Darktrace / SECURE AITM delivers real-time visibility and control across Enterprise and SaaS GenAI prompts, AI agent identities, development and production environments, and Shadow AI - detecting even subtle misuse, misconfiguration, and drift that traditional, rule-based controls simply do not understand. By interpreting context and intent across humans and machines, Darktrace enables organizations to adopt AI at scale without introducing unmanaged risk

What makes this possible is Darktrace’s decade-long maturity and expertise in behavioral understanding and AI-native cybersecurity.

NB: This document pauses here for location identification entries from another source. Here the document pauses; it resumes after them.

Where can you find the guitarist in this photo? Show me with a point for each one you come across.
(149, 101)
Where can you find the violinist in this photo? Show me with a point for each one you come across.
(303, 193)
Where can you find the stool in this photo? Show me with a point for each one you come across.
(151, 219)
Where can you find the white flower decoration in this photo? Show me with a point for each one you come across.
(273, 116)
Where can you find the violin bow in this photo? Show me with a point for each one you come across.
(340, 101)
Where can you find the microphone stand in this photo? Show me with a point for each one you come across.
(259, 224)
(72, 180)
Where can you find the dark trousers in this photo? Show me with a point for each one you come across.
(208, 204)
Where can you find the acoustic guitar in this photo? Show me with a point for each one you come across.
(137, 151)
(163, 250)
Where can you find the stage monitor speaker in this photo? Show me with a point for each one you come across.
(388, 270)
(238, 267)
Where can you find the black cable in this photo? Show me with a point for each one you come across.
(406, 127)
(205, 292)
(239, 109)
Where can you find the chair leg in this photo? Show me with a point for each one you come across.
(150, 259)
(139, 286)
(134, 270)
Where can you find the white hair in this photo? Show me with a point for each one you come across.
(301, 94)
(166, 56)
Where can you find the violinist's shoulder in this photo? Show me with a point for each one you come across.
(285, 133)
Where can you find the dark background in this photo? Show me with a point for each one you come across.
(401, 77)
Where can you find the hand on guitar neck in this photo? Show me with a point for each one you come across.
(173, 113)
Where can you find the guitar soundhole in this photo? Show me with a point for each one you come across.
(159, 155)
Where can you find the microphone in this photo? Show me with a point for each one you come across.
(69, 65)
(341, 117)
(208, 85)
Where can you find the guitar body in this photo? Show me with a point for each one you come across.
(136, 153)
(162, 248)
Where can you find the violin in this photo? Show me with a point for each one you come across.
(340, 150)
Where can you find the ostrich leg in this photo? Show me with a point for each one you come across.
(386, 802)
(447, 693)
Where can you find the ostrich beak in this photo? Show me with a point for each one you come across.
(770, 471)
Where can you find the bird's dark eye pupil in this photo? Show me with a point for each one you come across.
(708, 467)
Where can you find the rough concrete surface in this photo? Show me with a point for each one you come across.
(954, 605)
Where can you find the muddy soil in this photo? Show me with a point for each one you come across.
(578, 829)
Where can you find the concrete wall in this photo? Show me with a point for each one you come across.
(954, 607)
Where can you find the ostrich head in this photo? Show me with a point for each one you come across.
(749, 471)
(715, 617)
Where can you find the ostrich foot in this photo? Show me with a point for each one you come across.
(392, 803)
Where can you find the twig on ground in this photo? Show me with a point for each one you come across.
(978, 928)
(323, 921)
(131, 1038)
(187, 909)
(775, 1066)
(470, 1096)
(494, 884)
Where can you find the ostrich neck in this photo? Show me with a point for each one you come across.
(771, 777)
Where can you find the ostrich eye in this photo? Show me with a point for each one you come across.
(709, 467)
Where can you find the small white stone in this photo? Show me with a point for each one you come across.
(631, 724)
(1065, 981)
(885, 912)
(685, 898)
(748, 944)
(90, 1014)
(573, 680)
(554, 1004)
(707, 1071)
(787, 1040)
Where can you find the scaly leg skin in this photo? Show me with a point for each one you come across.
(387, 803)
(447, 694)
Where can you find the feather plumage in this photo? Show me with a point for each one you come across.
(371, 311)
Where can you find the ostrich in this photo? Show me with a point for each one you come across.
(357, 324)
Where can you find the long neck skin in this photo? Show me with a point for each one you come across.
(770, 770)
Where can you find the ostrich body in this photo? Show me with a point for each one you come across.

Achieved with Self-Learning AI that has been proven across more than 10,000 organizations, Darktrace understands what “normal” looks like for a business, across its users, systems, and now AI, so that meaningful deviations can be detected and acted on before they become incidents.

With one CISO describing Darktrace’s Self-Learning AI as “a leap forward compared to other tools” and another as a “force multiplier,” the technology can interpret ambiguous interactions, understand how access accumulates over time, and recognize when behavior, human or machine, begins to drift.

“Strategically, we’re looking to gain more visibility into how AI is operating across the environment and achieve greater control over what AI should be allowed to access and do,” shared the CISO at a private fund administrator.  

“What I’ve seen from Darktrace / SECURE AI is extremely promising. I have tremendous confidence in Darktrace’s vision for where this is headed and its ability to execute on this new solution.”